A waitress tells me, confidently: “This is New York City – nobody eats solids.” I overhear a girl, arguing loudly on her phone in Wholefoods, end the call by saying: “I’m a New Yorker, I’m not going to be stupid about nothing.”
I meet a friend of a friend, who has offered to give me the lowdown on living here. “As a New York female I can tell you the guys here are hot, sure, but they are so lame. They are, like, Lilliputian.”
I understand she means immature, but she’s chosen the wrong metaphor and I frown. She mistakes my expression as confusion, and clarifies: “They never grow up.”
I tune out and watch a man somehow hold a toddler and two cups of coffee. He’s looking for somewhere to sit and saying “This is not working for us Sweetie, no chairs, na-ah.” The child repeats him: “Na-ah Papi.”
The New York female asks how I plan on approaching the dating scene, as if it’s a dangerous animal that’s just woken up hungry. I tell her I don’t have a plan and anyway, I’ve already been asked out. I don’t tell her that it was by an intellectually disabled man who asked me loudly and repeatedly to sit beside him on the subway so we could “talk closer”.
I go to Grand Central Station to the Whispering Gallery – an arch that you whisper into and the sound travels right across the concourse to the person listening at the corresponding pillars – but I can’t properly test it out because I’m on my own.
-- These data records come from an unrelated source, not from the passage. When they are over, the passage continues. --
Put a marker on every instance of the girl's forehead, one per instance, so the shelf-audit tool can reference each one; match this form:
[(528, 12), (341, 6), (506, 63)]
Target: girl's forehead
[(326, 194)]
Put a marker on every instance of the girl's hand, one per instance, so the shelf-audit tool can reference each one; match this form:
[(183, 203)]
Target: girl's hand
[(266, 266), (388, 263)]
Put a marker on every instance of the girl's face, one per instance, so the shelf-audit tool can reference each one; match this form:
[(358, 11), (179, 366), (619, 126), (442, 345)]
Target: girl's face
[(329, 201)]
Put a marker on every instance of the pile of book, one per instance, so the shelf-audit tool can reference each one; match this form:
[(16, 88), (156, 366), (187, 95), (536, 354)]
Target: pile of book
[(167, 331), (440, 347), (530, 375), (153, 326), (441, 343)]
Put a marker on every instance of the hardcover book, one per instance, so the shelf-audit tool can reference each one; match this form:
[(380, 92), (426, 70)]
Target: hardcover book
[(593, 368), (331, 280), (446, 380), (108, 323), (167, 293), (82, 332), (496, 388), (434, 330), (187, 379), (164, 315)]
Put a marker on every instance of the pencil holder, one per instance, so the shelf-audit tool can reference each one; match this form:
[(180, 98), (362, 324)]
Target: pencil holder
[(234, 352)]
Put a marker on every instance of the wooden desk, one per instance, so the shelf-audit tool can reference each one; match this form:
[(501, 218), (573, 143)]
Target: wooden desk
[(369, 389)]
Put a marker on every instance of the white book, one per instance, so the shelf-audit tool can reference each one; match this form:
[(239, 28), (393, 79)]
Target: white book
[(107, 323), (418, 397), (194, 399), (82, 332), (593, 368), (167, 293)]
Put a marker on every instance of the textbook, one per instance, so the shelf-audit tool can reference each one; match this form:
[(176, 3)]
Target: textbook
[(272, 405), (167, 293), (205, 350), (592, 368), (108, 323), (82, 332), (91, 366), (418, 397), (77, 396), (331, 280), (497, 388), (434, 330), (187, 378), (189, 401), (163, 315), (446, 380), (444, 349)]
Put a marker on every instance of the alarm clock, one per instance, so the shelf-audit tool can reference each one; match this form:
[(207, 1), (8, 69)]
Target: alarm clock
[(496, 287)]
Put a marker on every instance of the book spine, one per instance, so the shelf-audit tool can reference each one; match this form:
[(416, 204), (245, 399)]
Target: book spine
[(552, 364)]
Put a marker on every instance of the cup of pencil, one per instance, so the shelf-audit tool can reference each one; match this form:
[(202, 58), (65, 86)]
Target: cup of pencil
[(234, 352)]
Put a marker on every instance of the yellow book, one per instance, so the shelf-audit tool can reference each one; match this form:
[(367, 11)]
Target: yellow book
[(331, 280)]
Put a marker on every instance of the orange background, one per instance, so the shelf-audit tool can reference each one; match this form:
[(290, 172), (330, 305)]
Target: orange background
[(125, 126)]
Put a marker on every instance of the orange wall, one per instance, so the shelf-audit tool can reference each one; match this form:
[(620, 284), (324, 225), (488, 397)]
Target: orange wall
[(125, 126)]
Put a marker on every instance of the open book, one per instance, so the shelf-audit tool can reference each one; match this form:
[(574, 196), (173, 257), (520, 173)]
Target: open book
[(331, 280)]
I consider stopping one of the commuters racing by, but I don’t know if they’d appreciate my revelations.
I’ve been ignoring my credit card debt for six years. I don’t actually like bagels. I’m never quite sure what is real. Instead I look at my ticket again, at the last lines of the poem. “Lift up your eyes from the moving hive and you will see time circling under a vault of stars and know just when and where you are.” That’s exactly right, you know, because when I look up I see with total clarity that I’m not dreaming, it is now and I am in New York.